You really don’t learn a whole lot about Guillermo from this fight. His opponent Juan Noriega (3-3) was visibly intimidated by him, and constantly fought on the back foot. Rigondeaux didn’t seem all that comfortable chasing. I think he’s the type of guy who prefers to counter punch. It look as though he was a little bit out of his element having to force the fight. He doesn’t seem to throw the jab with any authority. He tends to just use his lead hand to measure his opponent, and then looks for openings to throw power shots with his left. This could be because he knew his opponent was outclassed and was just looking for a quick finish, but it’s something to watch for.
You can see why he was such an accomplished amateur. He is certainly very skilled. He moves well, his reflexes are excellent and his hand speed is absolutely devastating. It’s just a matter of how it will all translate in the pros. We need to see him in some more meaningful contests to get an idea of that.

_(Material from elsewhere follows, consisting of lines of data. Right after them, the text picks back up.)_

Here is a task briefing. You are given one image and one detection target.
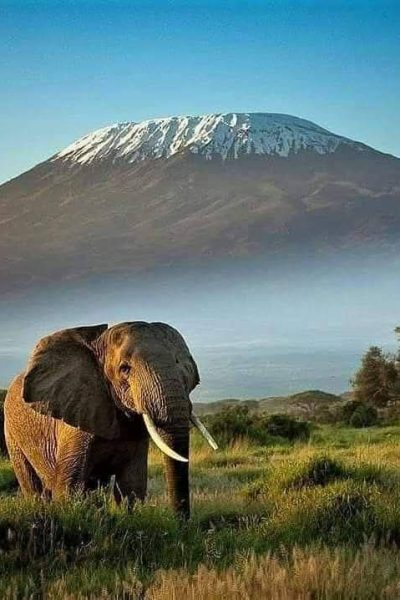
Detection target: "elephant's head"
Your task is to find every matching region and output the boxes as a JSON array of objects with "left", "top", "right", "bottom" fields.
[{"left": 23, "top": 322, "right": 216, "bottom": 516}]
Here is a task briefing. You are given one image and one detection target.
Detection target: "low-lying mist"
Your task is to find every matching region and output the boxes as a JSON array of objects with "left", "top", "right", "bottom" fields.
[{"left": 0, "top": 251, "right": 400, "bottom": 401}]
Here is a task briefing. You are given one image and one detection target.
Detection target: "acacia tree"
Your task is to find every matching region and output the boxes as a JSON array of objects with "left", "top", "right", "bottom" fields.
[{"left": 352, "top": 346, "right": 399, "bottom": 407}]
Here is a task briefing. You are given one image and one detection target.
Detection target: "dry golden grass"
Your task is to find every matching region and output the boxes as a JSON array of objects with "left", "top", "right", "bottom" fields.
[{"left": 145, "top": 546, "right": 400, "bottom": 600}]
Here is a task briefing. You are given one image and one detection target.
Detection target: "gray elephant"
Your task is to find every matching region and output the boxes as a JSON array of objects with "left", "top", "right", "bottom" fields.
[{"left": 4, "top": 321, "right": 216, "bottom": 517}]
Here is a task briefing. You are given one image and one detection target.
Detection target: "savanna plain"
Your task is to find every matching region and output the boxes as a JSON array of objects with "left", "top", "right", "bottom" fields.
[{"left": 0, "top": 408, "right": 400, "bottom": 600}]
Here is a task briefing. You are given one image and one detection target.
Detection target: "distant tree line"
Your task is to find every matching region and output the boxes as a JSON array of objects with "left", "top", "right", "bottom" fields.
[{"left": 343, "top": 327, "right": 400, "bottom": 427}]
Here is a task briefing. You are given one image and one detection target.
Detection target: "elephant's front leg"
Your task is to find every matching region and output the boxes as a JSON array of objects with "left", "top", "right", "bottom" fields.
[
  {"left": 52, "top": 424, "right": 93, "bottom": 500},
  {"left": 114, "top": 437, "right": 149, "bottom": 506}
]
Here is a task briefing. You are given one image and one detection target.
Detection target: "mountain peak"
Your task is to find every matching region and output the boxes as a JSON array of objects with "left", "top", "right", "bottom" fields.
[{"left": 53, "top": 113, "right": 367, "bottom": 164}]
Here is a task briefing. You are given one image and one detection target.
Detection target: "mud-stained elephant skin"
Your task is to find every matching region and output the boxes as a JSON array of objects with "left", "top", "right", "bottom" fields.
[{"left": 4, "top": 322, "right": 199, "bottom": 517}]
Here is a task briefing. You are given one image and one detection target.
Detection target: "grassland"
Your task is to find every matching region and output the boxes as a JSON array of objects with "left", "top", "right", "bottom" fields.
[{"left": 0, "top": 426, "right": 400, "bottom": 600}]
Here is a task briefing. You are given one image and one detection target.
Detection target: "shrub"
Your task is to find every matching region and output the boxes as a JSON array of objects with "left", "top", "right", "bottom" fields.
[
  {"left": 265, "top": 415, "right": 311, "bottom": 441},
  {"left": 207, "top": 406, "right": 311, "bottom": 445},
  {"left": 349, "top": 404, "right": 378, "bottom": 427},
  {"left": 290, "top": 456, "right": 347, "bottom": 489},
  {"left": 207, "top": 406, "right": 254, "bottom": 445},
  {"left": 342, "top": 400, "right": 378, "bottom": 427}
]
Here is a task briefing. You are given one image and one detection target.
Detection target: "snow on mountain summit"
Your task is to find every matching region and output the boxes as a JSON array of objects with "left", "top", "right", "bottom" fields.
[{"left": 53, "top": 113, "right": 366, "bottom": 164}]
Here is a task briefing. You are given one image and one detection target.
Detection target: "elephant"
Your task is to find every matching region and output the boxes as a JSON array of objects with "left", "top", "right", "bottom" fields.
[{"left": 4, "top": 321, "right": 217, "bottom": 518}]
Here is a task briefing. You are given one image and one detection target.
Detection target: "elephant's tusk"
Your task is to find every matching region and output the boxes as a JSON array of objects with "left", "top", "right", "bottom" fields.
[
  {"left": 143, "top": 414, "right": 189, "bottom": 462},
  {"left": 190, "top": 413, "right": 218, "bottom": 450}
]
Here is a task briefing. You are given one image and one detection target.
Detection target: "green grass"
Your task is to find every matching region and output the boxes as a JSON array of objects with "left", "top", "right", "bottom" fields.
[{"left": 0, "top": 426, "right": 400, "bottom": 600}]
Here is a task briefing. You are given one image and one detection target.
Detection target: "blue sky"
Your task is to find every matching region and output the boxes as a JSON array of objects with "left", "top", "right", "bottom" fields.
[{"left": 0, "top": 0, "right": 400, "bottom": 182}]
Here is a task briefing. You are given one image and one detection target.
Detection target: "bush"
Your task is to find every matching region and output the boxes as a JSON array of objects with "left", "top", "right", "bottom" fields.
[
  {"left": 265, "top": 415, "right": 311, "bottom": 441},
  {"left": 207, "top": 406, "right": 311, "bottom": 445},
  {"left": 342, "top": 400, "right": 378, "bottom": 427},
  {"left": 349, "top": 404, "right": 378, "bottom": 427}
]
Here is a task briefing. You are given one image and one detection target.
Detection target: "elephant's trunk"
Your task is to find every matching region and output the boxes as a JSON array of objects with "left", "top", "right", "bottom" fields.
[
  {"left": 162, "top": 427, "right": 190, "bottom": 519},
  {"left": 134, "top": 365, "right": 191, "bottom": 518}
]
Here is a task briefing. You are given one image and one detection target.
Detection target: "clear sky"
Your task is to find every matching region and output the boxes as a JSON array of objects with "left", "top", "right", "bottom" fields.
[{"left": 0, "top": 0, "right": 400, "bottom": 182}]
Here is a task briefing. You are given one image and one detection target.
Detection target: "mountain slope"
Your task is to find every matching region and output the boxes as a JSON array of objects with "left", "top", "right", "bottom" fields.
[
  {"left": 54, "top": 113, "right": 368, "bottom": 164},
  {"left": 0, "top": 114, "right": 400, "bottom": 291}
]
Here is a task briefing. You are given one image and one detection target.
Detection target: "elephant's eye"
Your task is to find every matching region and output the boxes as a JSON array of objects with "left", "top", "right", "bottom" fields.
[{"left": 119, "top": 363, "right": 131, "bottom": 375}]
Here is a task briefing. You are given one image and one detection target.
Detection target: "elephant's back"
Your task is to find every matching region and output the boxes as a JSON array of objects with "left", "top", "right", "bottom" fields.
[{"left": 4, "top": 373, "right": 58, "bottom": 480}]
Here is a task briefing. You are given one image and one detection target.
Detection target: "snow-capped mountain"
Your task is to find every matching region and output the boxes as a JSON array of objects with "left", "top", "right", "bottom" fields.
[
  {"left": 55, "top": 113, "right": 366, "bottom": 164},
  {"left": 0, "top": 113, "right": 400, "bottom": 291}
]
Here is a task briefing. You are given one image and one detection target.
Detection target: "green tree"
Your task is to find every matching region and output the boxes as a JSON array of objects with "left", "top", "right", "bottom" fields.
[{"left": 352, "top": 346, "right": 399, "bottom": 407}]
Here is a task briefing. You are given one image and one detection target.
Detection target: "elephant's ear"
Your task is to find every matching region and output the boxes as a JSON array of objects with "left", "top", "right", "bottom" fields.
[
  {"left": 23, "top": 325, "right": 119, "bottom": 439},
  {"left": 152, "top": 323, "right": 200, "bottom": 393}
]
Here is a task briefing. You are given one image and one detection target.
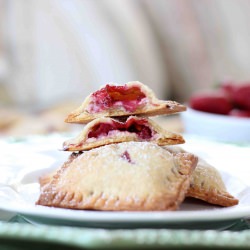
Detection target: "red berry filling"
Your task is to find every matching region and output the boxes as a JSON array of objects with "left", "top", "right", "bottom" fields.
[
  {"left": 88, "top": 85, "right": 146, "bottom": 112},
  {"left": 88, "top": 118, "right": 154, "bottom": 140}
]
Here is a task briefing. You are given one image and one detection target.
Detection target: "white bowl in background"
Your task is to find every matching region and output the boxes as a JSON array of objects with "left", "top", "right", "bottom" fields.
[{"left": 181, "top": 107, "right": 250, "bottom": 144}]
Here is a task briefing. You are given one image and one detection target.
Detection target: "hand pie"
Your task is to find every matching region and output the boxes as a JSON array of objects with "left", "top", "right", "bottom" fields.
[
  {"left": 63, "top": 116, "right": 185, "bottom": 151},
  {"left": 65, "top": 82, "right": 186, "bottom": 123},
  {"left": 186, "top": 159, "right": 239, "bottom": 207},
  {"left": 36, "top": 142, "right": 197, "bottom": 211},
  {"left": 165, "top": 146, "right": 239, "bottom": 207}
]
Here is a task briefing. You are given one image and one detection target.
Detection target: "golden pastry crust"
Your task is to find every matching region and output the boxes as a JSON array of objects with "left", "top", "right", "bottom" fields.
[
  {"left": 186, "top": 160, "right": 239, "bottom": 207},
  {"left": 65, "top": 81, "right": 186, "bottom": 123},
  {"left": 165, "top": 146, "right": 239, "bottom": 207},
  {"left": 63, "top": 116, "right": 185, "bottom": 151},
  {"left": 37, "top": 142, "right": 197, "bottom": 211}
]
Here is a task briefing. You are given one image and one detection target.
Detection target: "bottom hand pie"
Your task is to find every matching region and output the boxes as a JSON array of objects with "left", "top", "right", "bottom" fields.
[
  {"left": 37, "top": 142, "right": 197, "bottom": 211},
  {"left": 165, "top": 146, "right": 239, "bottom": 207}
]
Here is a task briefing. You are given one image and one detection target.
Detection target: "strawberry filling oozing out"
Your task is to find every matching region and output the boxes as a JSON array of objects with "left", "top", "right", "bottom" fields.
[
  {"left": 88, "top": 85, "right": 146, "bottom": 112},
  {"left": 88, "top": 118, "right": 155, "bottom": 140}
]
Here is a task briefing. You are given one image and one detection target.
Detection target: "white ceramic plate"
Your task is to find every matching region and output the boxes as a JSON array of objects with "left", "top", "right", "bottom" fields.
[{"left": 0, "top": 135, "right": 250, "bottom": 229}]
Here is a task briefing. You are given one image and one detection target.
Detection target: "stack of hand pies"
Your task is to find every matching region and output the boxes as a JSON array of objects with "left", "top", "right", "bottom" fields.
[{"left": 36, "top": 82, "right": 238, "bottom": 211}]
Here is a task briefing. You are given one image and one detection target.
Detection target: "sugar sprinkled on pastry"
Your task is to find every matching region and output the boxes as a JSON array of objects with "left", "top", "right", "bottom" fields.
[
  {"left": 63, "top": 116, "right": 185, "bottom": 151},
  {"left": 165, "top": 146, "right": 239, "bottom": 207},
  {"left": 37, "top": 142, "right": 197, "bottom": 211},
  {"left": 65, "top": 81, "right": 186, "bottom": 123}
]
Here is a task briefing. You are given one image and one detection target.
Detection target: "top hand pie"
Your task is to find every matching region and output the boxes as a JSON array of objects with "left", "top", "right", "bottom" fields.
[{"left": 65, "top": 81, "right": 186, "bottom": 123}]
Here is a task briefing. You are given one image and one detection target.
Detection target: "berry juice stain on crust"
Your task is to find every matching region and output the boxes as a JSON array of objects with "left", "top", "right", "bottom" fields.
[
  {"left": 89, "top": 85, "right": 146, "bottom": 112},
  {"left": 121, "top": 150, "right": 133, "bottom": 163},
  {"left": 88, "top": 118, "right": 153, "bottom": 140}
]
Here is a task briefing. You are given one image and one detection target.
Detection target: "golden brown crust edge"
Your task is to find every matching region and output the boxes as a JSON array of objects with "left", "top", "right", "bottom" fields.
[
  {"left": 37, "top": 145, "right": 197, "bottom": 211},
  {"left": 164, "top": 146, "right": 239, "bottom": 207}
]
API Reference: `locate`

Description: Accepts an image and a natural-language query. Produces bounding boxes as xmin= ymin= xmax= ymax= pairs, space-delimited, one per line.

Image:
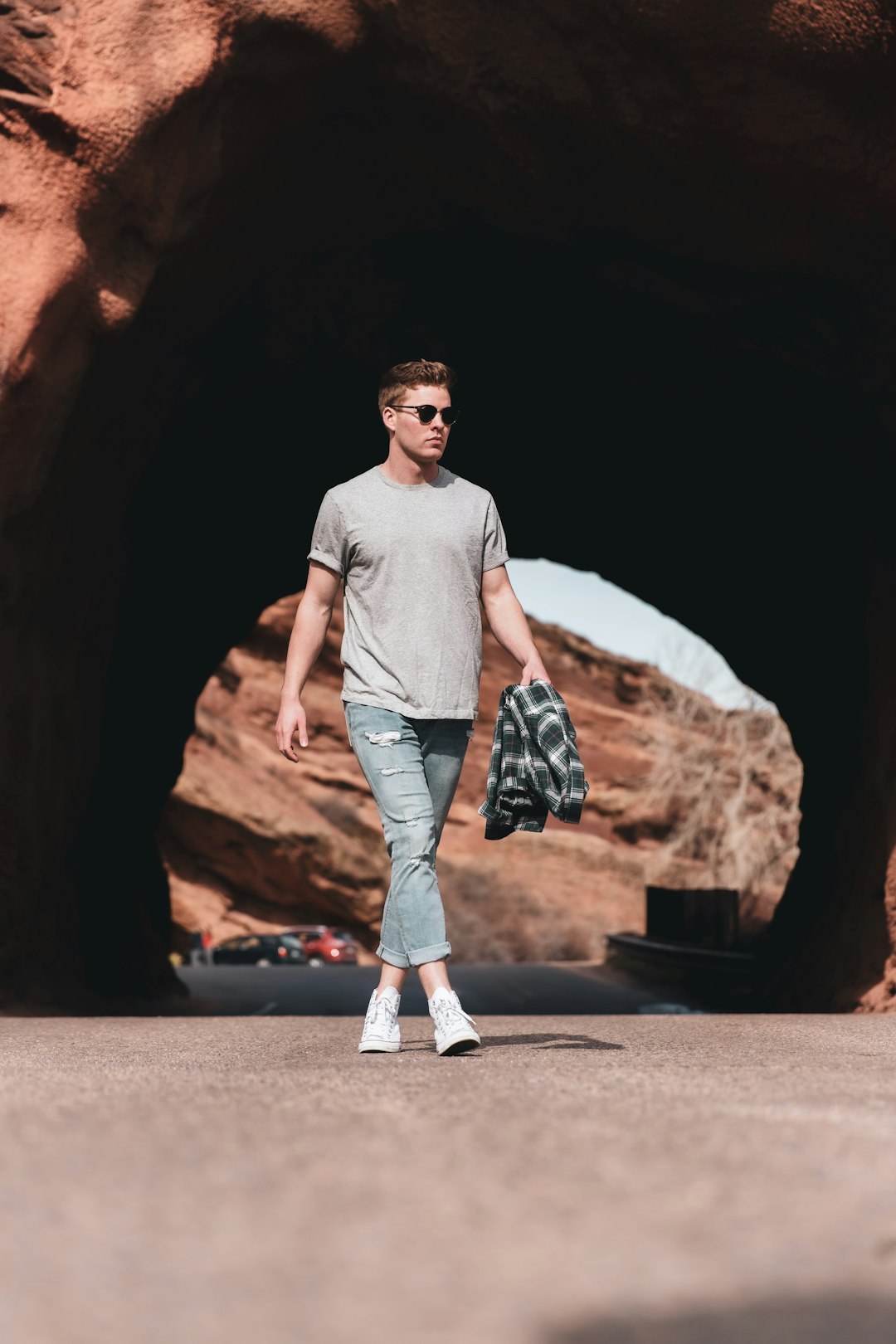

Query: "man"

xmin=277 ymin=360 xmax=549 ymax=1055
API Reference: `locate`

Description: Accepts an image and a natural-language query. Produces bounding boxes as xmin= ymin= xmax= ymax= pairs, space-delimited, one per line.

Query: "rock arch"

xmin=0 ymin=0 xmax=896 ymax=1008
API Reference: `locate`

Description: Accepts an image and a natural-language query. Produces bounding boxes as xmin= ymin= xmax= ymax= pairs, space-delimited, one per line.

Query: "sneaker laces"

xmin=432 ymin=997 xmax=475 ymax=1032
xmin=364 ymin=995 xmax=397 ymax=1030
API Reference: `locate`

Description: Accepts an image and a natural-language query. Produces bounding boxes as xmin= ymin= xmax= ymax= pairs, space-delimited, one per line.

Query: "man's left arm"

xmin=481 ymin=564 xmax=551 ymax=685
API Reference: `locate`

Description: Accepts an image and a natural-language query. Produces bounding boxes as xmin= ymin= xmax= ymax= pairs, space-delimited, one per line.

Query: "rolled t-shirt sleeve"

xmin=308 ymin=490 xmax=347 ymax=577
xmin=482 ymin=494 xmax=510 ymax=574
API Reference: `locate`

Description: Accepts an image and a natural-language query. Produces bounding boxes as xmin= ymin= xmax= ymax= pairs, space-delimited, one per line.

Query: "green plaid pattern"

xmin=478 ymin=681 xmax=588 ymax=840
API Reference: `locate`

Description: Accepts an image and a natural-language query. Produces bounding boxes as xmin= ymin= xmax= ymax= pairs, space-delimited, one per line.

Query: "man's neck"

xmin=380 ymin=453 xmax=439 ymax=485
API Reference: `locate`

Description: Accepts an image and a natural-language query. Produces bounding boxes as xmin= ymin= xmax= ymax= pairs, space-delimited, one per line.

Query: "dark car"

xmin=212 ymin=933 xmax=308 ymax=967
xmin=291 ymin=925 xmax=358 ymax=967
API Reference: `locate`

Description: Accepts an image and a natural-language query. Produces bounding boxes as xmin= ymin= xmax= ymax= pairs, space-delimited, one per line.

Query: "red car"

xmin=286 ymin=925 xmax=358 ymax=967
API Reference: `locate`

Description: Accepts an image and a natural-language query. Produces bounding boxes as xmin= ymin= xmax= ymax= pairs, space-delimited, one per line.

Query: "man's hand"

xmin=277 ymin=700 xmax=308 ymax=761
xmin=520 ymin=655 xmax=551 ymax=685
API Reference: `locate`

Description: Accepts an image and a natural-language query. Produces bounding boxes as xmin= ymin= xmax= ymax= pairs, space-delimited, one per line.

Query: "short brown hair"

xmin=379 ymin=359 xmax=457 ymax=414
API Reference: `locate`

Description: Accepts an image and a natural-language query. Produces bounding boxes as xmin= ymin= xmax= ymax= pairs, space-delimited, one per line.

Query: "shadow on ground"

xmin=544 ymin=1297 xmax=896 ymax=1344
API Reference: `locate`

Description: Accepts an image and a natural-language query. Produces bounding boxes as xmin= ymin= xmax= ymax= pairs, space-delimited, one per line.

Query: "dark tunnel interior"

xmin=54 ymin=47 xmax=883 ymax=995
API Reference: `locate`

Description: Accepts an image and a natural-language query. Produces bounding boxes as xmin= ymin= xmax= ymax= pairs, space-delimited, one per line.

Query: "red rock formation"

xmin=158 ymin=597 xmax=801 ymax=960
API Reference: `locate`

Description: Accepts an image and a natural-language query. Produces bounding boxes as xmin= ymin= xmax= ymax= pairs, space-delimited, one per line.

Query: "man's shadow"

xmin=407 ymin=1031 xmax=626 ymax=1059
xmin=482 ymin=1031 xmax=626 ymax=1049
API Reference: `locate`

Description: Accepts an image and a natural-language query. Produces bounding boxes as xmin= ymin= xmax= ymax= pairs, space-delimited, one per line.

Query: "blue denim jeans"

xmin=345 ymin=702 xmax=473 ymax=967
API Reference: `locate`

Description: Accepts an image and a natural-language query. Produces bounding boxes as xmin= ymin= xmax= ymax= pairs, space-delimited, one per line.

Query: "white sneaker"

xmin=358 ymin=985 xmax=402 ymax=1052
xmin=430 ymin=988 xmax=482 ymax=1055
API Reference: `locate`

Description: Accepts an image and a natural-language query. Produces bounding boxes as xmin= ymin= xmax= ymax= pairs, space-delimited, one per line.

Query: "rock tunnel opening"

Rigondeaux is 28 now. That’s getting on a bit for a super bantamweight. I don’t see that necessarily being a problem, but they are going to need to move him along pretty quickly. I would like to see him stay very busy while he racks up a few more wins against lower level opponents. He will need that ring time to adapt his style to the pro game. But after that, he will want to step up quite fast, if he is to become champion in a very tough division.